Closed weslleyspereira closed 1 year ago
Hello, could you please try again with the latest master branch ? we did fix many bugs. If it keeps failing, please send us your StarPU file config.log. Thanks, Nathalie
Hello,
CUSOLVER_STATUS_INTERNAL_ERROR
looks like something bad happening in cuda.
I tried to install ubuntu 20.04, and the cholesky example went all fine with our RTX 6000/8000.

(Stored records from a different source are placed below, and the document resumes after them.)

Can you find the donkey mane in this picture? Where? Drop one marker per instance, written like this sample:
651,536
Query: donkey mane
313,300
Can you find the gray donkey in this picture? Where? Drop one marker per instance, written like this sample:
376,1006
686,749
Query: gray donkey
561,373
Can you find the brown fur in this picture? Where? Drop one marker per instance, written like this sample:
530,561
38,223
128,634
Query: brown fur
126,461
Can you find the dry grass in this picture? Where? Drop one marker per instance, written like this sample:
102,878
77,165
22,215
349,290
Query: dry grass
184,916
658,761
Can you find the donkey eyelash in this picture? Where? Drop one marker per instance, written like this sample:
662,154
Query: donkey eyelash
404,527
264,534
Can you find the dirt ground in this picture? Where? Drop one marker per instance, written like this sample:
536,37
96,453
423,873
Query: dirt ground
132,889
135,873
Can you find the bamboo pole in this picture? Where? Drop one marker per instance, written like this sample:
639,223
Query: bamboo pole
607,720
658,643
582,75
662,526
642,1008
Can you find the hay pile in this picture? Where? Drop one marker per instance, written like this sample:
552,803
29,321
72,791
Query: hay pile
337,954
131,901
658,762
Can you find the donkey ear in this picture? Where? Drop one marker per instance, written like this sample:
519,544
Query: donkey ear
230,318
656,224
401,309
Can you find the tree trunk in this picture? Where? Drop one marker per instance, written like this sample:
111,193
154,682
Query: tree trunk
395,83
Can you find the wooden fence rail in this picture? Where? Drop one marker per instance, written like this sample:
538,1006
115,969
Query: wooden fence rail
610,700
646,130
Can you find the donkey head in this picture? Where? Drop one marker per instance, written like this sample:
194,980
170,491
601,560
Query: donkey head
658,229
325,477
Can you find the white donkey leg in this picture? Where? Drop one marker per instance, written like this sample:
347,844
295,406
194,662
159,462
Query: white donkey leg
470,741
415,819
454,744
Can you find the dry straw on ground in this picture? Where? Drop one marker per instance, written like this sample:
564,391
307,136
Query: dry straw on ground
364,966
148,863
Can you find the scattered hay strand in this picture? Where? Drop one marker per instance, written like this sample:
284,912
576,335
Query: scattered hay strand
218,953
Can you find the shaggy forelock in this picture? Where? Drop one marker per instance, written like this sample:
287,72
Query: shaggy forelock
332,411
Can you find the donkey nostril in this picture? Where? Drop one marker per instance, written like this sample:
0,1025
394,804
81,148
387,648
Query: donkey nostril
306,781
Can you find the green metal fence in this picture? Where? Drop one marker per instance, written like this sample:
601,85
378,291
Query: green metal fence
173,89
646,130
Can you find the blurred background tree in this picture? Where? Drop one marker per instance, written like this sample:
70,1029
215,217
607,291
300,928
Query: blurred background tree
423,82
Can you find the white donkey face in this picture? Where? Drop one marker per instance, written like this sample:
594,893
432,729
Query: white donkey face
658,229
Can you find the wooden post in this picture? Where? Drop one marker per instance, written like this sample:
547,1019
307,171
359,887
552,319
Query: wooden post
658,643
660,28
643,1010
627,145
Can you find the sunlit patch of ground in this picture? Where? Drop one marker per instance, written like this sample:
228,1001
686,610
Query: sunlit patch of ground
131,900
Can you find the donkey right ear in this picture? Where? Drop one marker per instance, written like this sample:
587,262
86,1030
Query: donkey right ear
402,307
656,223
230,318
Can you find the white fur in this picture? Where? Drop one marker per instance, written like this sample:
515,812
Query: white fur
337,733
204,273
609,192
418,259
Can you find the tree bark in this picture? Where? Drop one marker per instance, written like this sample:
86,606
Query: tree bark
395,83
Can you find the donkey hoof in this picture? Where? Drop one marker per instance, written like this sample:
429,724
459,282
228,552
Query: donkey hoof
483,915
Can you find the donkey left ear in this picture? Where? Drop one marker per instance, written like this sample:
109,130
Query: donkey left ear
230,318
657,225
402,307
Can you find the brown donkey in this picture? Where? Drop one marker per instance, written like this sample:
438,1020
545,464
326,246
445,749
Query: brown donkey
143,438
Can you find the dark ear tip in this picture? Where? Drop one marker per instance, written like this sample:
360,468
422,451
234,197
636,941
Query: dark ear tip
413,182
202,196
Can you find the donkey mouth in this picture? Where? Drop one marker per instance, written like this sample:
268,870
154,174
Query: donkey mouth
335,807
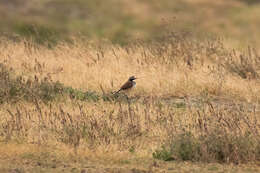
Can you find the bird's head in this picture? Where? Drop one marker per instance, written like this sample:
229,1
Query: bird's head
132,78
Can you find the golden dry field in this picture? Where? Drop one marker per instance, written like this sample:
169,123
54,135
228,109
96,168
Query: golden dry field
195,107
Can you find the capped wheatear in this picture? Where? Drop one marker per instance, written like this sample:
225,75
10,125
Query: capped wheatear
130,83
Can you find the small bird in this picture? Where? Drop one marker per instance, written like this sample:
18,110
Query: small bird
130,83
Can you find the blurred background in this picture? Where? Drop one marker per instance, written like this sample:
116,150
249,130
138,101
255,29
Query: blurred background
121,21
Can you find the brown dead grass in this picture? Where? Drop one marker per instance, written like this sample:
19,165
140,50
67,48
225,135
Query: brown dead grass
216,87
162,72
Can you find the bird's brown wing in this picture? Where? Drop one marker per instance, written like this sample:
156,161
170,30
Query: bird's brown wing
127,85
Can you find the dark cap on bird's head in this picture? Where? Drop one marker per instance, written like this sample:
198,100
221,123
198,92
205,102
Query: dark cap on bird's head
132,78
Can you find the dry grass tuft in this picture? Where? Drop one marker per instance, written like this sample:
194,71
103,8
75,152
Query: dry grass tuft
196,99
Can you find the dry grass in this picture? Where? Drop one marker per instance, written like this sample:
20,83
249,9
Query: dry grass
197,99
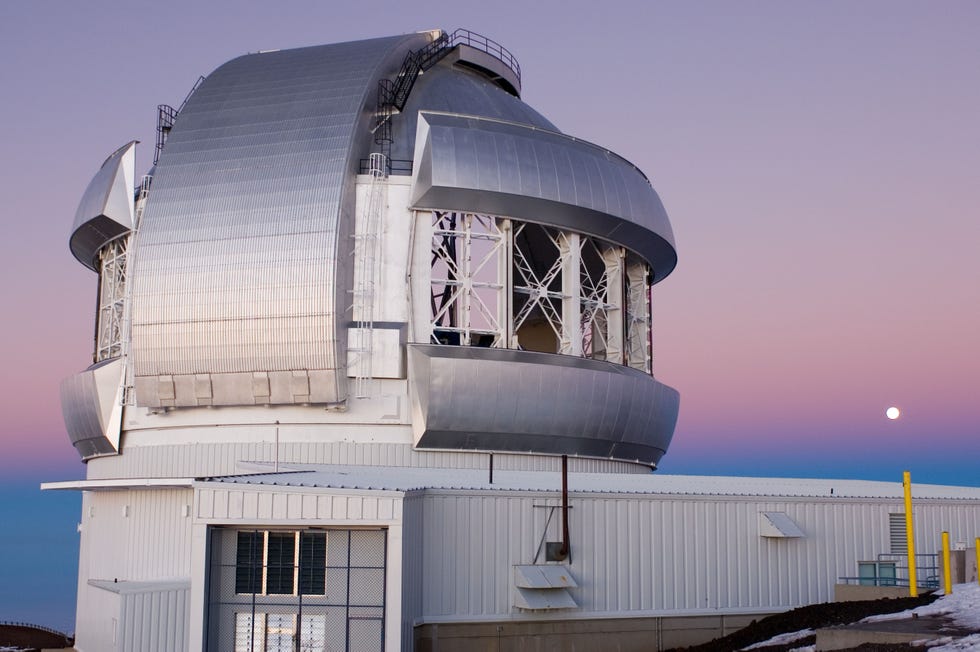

Apparently your cuda isn't the cuda as shipped by ubuntu, how did you install it? I'm afraid the problem could be specific to your card. Perhaps the cuda tools can report more precise errors than the mere CUSOLVER_STATUS_INTERNAL_ERROR
? Perhaps dmesg
can tell more?
Hi, I have just run the example cholesky_implicit
after a fresh start of StarPU (commit 368cf4d4f59176780f06d02825d53680478328a7). I obtained the same error. Please, see the log:
config.log
I am using the driver nvidia-driver-525
. Please, see details below:
weslleyp@weslleyp-XPS-15-9510:~$ nvidia-smi
Mon May 1 17:54:31 2023
+-----------------------------------------------------------------------------+
| NVIDIA-SMI 525.105.17 Driver Version: 525.105.17 CUDA Version: 12.0 |
|-------------------------------+----------------------+----------------------+
| GPU Name Persistence-M| Bus-Id Disp.A | Volatile Uncorr. ECC |
| Fan Temp Perf Pwr:Usage/Cap| Memory-Usage | GPU-Util Compute M. |
| | | MIG M. |
|===============================+======================+======================|
| 0 NVIDIA GeForce ... On | 00000000:01:00.0 Off | N/A |
| N/A 49C P0 N/A / 40W | 9MiB / 4096MiB | 0% Default |
| | | N/A |
+-------------------------------+----------------------+----------------------+
+-----------------------------------------------------------------------------+
| Processes: |
| GPU GI CI PID Type Process name GPU Memory |
| ID ID Usage |
|=============================================================================|
| 0 N/A N/A 1817 G /usr/lib/xorg/Xorg 4MiB |
| 0 N/A N/A 3503 G /usr/lib/xorg/Xorg 4MiB |
+-----------------------------------------------------------------------------+
weslleyp@weslleyp-XPS-15-9510:~$ sudo apt install nvidia-driver-525 nvidia-dkms-525
Reading package lists... Done
Building dependency tree
Reading state information... Done
nvidia-dkms-525 is already the newest version (525.105.17-0ubuntu1).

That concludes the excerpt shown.